Ballistic experts, a psychologist, police photographers and Pistorius's neighbours who claimed to have heard screams, noises and gunshots coming from his home were among those who had testified in the trial.

Other than the murder charge, Pistorius also faces three contraventions of the Firearms Control Act, one of illegal possession of ammunition and two of discharging a firearm in public.

Pistorius allegedly fired a shot from a Glock pistol under a table at a Johannesburg restaurant in January 2013.

On September 30, 2012 he allegedly shot through the open sunroof of a car with his 9mm pistol while driving with his then girlfriend, Samantha Taylor and his former friend Darren Fresco in Modderfontein.

He has pleaded not guilty to these charges as well.

During Friday's proceedings, Roux suggested that the evidence of Taylor and Fresco should not be accepted.

He submitted that Taylor had a motive for wanting to tarnish Pistorius's name as the pair had broken up. A tearful Taylor had told the court it was because he cheated on her with Steenkamp.

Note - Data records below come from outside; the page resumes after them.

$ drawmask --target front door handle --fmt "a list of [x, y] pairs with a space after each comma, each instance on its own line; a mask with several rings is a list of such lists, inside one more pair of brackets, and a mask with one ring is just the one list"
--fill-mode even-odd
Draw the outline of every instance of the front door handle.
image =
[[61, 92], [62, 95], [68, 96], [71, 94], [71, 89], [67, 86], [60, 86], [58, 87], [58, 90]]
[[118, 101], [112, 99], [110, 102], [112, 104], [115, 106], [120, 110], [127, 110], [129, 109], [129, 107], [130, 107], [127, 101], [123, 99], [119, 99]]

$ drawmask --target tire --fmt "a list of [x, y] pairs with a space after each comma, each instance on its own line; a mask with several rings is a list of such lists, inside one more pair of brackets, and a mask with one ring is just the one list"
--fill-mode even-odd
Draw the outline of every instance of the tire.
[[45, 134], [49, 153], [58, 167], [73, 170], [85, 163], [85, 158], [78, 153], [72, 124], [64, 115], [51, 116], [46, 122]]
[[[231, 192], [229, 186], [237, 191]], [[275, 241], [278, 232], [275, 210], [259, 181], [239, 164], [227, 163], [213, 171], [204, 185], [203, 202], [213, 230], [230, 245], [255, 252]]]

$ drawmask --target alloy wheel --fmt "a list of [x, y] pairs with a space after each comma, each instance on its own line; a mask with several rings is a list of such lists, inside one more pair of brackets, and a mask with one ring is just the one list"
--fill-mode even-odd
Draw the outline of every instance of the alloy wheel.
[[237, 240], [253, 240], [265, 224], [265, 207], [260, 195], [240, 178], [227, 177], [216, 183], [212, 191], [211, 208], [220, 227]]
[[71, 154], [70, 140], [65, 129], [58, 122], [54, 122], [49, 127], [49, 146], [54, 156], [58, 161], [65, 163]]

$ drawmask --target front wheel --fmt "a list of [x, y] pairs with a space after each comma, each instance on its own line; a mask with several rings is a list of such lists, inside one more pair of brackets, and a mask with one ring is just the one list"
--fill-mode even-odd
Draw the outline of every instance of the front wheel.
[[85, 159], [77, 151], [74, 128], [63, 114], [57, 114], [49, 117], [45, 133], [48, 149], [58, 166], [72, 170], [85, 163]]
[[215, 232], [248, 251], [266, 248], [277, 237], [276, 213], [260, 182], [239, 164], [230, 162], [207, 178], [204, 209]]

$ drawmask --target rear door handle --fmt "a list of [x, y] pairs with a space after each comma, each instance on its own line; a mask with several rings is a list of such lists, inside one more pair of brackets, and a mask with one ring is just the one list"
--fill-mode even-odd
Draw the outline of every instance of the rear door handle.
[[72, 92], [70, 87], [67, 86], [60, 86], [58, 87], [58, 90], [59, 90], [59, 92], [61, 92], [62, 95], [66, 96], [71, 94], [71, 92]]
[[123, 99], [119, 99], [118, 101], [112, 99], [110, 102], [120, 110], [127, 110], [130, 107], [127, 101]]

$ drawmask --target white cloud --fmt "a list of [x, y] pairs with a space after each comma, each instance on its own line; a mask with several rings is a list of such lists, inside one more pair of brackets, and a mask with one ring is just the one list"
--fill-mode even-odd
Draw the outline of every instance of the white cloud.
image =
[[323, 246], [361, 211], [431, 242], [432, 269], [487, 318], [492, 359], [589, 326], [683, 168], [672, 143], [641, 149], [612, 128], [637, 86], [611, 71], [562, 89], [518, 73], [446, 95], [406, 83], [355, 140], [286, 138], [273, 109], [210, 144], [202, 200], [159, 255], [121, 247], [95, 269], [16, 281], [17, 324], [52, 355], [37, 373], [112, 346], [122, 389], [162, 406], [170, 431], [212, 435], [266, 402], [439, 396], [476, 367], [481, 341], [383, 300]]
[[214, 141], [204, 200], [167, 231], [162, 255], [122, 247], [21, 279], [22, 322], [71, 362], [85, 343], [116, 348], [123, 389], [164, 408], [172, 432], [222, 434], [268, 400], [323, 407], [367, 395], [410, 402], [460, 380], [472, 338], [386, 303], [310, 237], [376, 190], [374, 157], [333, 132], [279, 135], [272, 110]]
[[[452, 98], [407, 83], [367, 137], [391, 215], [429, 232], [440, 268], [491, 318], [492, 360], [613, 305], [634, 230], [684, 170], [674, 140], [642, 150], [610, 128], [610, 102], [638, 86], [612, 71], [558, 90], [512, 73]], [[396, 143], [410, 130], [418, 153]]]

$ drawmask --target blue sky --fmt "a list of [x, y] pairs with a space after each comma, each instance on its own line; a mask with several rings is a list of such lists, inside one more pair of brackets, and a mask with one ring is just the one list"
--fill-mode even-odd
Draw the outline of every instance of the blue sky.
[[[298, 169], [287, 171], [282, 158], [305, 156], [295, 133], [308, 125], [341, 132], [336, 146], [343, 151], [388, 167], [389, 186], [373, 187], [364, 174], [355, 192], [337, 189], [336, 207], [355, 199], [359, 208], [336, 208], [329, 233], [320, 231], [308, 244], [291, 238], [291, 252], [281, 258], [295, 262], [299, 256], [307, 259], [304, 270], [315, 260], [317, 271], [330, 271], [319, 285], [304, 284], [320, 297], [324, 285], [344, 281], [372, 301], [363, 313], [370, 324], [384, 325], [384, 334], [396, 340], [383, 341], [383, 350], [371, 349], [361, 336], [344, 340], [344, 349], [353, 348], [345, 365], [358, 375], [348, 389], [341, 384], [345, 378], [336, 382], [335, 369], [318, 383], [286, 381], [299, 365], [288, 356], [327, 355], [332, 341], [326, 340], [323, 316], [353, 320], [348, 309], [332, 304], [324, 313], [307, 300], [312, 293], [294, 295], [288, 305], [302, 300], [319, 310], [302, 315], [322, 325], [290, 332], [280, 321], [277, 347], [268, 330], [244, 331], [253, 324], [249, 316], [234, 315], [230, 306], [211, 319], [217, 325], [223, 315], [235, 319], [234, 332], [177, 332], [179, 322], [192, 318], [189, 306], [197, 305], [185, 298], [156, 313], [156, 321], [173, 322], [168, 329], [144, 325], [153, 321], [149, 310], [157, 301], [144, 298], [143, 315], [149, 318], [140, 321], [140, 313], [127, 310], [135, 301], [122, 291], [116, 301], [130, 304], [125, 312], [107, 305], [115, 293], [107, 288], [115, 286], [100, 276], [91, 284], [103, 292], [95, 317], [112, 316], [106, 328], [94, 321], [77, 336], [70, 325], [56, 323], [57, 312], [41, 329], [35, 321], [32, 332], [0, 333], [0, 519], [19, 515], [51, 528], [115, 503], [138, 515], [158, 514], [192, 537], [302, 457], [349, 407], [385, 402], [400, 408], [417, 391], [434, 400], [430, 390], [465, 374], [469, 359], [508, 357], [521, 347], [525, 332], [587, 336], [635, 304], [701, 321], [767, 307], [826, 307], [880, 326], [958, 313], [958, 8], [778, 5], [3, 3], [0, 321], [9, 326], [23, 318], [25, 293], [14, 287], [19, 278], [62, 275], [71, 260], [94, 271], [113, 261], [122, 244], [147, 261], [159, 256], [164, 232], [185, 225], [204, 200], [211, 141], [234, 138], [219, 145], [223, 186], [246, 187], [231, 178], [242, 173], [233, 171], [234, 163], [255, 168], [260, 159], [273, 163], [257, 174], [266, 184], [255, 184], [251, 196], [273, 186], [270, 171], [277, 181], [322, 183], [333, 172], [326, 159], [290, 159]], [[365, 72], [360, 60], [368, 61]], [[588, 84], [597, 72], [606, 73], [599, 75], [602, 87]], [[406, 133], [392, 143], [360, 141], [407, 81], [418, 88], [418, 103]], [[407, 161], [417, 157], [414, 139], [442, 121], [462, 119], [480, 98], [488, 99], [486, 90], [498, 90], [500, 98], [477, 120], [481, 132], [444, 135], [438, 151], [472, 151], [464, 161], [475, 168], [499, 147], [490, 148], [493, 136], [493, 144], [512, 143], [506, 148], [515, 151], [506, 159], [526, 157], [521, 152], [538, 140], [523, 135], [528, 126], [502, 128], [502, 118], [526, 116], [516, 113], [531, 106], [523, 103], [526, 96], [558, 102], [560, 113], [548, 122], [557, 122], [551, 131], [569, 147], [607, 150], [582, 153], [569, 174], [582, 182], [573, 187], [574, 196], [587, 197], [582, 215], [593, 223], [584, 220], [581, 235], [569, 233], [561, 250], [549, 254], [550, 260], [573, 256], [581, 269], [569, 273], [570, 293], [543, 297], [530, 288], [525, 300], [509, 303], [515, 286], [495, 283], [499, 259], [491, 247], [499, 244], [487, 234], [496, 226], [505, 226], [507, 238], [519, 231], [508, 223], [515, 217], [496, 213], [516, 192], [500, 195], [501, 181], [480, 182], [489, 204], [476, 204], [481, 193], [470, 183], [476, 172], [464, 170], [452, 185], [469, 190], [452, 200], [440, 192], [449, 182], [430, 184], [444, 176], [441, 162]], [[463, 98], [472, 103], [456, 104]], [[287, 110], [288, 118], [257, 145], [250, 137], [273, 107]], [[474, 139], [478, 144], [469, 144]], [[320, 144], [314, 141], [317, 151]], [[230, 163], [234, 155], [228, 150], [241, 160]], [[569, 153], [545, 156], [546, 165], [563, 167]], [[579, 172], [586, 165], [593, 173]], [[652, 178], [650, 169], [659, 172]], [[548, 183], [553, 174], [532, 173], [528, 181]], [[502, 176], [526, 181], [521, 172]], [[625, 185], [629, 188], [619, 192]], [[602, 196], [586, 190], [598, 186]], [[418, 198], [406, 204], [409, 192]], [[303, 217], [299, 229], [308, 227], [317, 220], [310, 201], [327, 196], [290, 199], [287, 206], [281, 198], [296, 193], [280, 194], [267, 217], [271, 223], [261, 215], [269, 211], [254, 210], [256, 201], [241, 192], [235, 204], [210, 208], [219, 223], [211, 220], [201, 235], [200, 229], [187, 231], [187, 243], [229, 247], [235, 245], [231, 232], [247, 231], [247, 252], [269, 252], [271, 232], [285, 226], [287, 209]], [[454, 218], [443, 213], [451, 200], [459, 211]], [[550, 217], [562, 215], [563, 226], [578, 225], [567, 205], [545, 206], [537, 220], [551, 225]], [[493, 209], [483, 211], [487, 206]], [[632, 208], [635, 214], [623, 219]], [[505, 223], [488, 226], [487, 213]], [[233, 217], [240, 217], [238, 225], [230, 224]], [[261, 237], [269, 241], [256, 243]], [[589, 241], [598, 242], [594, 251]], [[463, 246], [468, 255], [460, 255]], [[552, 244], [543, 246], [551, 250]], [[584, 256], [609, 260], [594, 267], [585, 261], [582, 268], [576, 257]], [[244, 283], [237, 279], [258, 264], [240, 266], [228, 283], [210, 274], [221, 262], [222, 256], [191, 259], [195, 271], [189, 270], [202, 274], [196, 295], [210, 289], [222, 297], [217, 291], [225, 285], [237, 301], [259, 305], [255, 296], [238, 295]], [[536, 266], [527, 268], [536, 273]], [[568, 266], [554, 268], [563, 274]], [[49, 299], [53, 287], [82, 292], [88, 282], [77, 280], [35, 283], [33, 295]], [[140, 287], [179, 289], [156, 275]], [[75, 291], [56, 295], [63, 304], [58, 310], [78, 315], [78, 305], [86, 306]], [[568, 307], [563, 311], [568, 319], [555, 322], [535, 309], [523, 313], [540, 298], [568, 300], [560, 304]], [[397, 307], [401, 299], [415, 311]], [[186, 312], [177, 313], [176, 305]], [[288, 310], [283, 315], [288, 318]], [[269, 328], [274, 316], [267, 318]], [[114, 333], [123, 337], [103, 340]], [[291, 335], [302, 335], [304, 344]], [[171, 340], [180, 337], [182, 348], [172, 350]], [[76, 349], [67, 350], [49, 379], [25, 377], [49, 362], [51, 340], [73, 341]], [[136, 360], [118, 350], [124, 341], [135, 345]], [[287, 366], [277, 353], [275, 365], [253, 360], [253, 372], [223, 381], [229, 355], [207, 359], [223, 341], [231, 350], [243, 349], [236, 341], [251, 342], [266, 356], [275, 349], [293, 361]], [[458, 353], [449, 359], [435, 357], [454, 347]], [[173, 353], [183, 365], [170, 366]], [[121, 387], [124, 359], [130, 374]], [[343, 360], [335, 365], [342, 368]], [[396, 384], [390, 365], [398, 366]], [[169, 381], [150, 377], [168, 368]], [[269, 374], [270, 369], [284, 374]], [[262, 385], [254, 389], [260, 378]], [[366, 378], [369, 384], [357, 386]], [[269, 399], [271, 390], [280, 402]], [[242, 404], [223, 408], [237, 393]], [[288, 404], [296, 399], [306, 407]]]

He said Fresco had lied about crucial matters to avoid prosecutions because he was implicated. Roux said the decision to prosecute Fresco lay with the State.

Nel said Pistorius's defence, provided by his legal team, was so “mutually exclusive that they are mutually destructive”.

The two defences are that if Pistorius fired out of reflex after he mistook Steenkamp for an intruder then he lacked criminal capacity.

However, if there was a thought process it was “putative private defence” because Pistorius thought he was in danger.

On Thursday, Nel described Pistorius as a deceitful and dishonest person, who would rather hide behind untruths than admit he murdered his girlfriend in cold blood.

Nel said Pistorius was an appalling witness who tailored his evidence to avoid prosecution. He dismissed several points of Pistorius's testimony as improbable and untruthful and called it the proverbial “baker's dozen”.

However, on Friday Roux dealt with the “baker's dozen”.

“My lady, if that's a baker's dozen then I don't want to eat those cookies,” Roux said to soft giggles from the public gallery.

Roux said that Pistorius's actions after Steenkamp was shot were not consistent with a man who was trying to kill his girlfriend.

“Why would he want her to be saved so she can turn around and say this man should be locked up Ä look what he did to me,” Roux said.

“It's absolutely inconsistent with a man trying to kill his girlfriend.”

During the trial the court heard that Pistorius carried Steenkamp down the stairs after he broke down the toilet door using a cricket bat. He called neighbours, a hospital and paramedics to help.

Roux accused Nel of being desperate and naughty.

“Mr Nel is desperate. I have a lot of respect for Mr Nel and his experience,” he said.

Roux said Nel submitted evidence in his closing arguments based on an interview on a Pretoria radio station.

He said Nel knew it was wrong and did it because the State lacked evidence to prove their case.

“You cannot quote a radio and say this is evidence... The hole is too big. He had to refer to a radio station,” Roux said.

“The State fetched cases from another jurisdiction... It was to create this atmosphere knowing its deficiencies.”

Roux said that there was no way that the State could not argue that the scene was tampered with.